5. Machine learning helps to predict the treatment outcomes of schizophrenia
In a collaboration between researchers at the University of Alberta and researchers at the Texas Health Center at Houston, a machine-learning algorithm was used to predict how patients with schizophrenia will respond to the antipsychotic, risperidone.
By examining functional MRI images of schizophrenia patients and healthy subjects, the algorithm successfully identified patients with schizophrenia with 78 percent accuracy. It predicted whether they would respond positively to risperidone with 82 percent accuracy.
It is hoped that this method will help find the best treatment for patients, relieving symptoms and reducing side effects of drugs.
6. Artificial intelligence helps Stanford computer scientists predict the side effects of millions of drug combinations
Scientists at Stanford University have developed an artificial intelligence system, called Decagon, that can predict potential side effects of different drug combinations. This could help doctors make better decisions about which drugs to prescribe patients, as well as help researchers find combinations of drugs to treat complex diseases.
Decagon currently only predicts side effects of pairs of drugs. In future, the team would like to develop the system to be able to consider more drug combinations.
7. Mapping the brain with data science: Visualizing neural connections gives new insights into disease
A group of researchers at Purdue University are designing data-driven tools that identify and track changes in the brain, helping clinicians better understand the progression of neurodegenerative diseases.
In order to develop their method, the team are using data from the Human Connectome Project, as well as brain imaging data showing both structural and functional brain connectivity. The team are hoping to release a tool that assesses the human connectome and allows clinicians to track neural health and disease progression.
8. Complete fly brain imaged at nanoscale resolution
Scientists at the Howard Hughes Medical Institute’s Janelia Research Campus have, for the first time, imaged the fruit-fly brain at nanoscale resolution.
The team used two transmission electron microscopes to capture 21 million images of 7062 brain slices, creating a high-resolution digital image of the adult fruit-fly brain. This allows researchers to trace the path of connections between neurons throughout the fly brain.
9. Neural inflammation plays critical role in stress-induced depression
In a study by Kobe University and Kyoto University, the innate immune system was found to play an important role in stress-induced depression.
The researchers found that repeated social defeat stress activates microglia in the medial prefrontal cortex via innate immune receptors. This activation of microglia triggers the expression of inflammatory cytokines, which cause atrophy and impaired response of neurons in the medial prefrontal cortex. This then translates to depressive behaviour.
10. Researchers generate missing cell type in brain “organoids”

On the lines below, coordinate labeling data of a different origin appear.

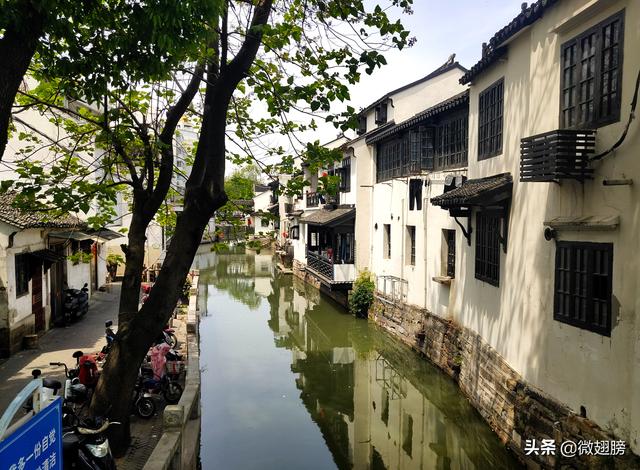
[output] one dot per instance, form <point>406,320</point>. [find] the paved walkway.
<point>58,344</point>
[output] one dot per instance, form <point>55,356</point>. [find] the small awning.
<point>70,236</point>
<point>584,223</point>
<point>329,218</point>
<point>104,234</point>
<point>274,209</point>
<point>47,255</point>
<point>480,192</point>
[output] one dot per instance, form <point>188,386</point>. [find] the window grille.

Scientists at Case Western Reserve University have created brain organoids that more accurately represent the cellular interactions that occur during brain development.
The researchers have added oligodendrocytes – the third major cell type in the central nervous system – to organoids which can be grown in the lab. Oligodendrocytes make myelin, and many neurological diseases occur as a result of myelin defects. Therefore, brain organoids that incorporate oligodendrocytes can help us better understand brain development and neurological diseases, as well as be used to test therapeutics that enhance myelin, prior to clinical tests in humans.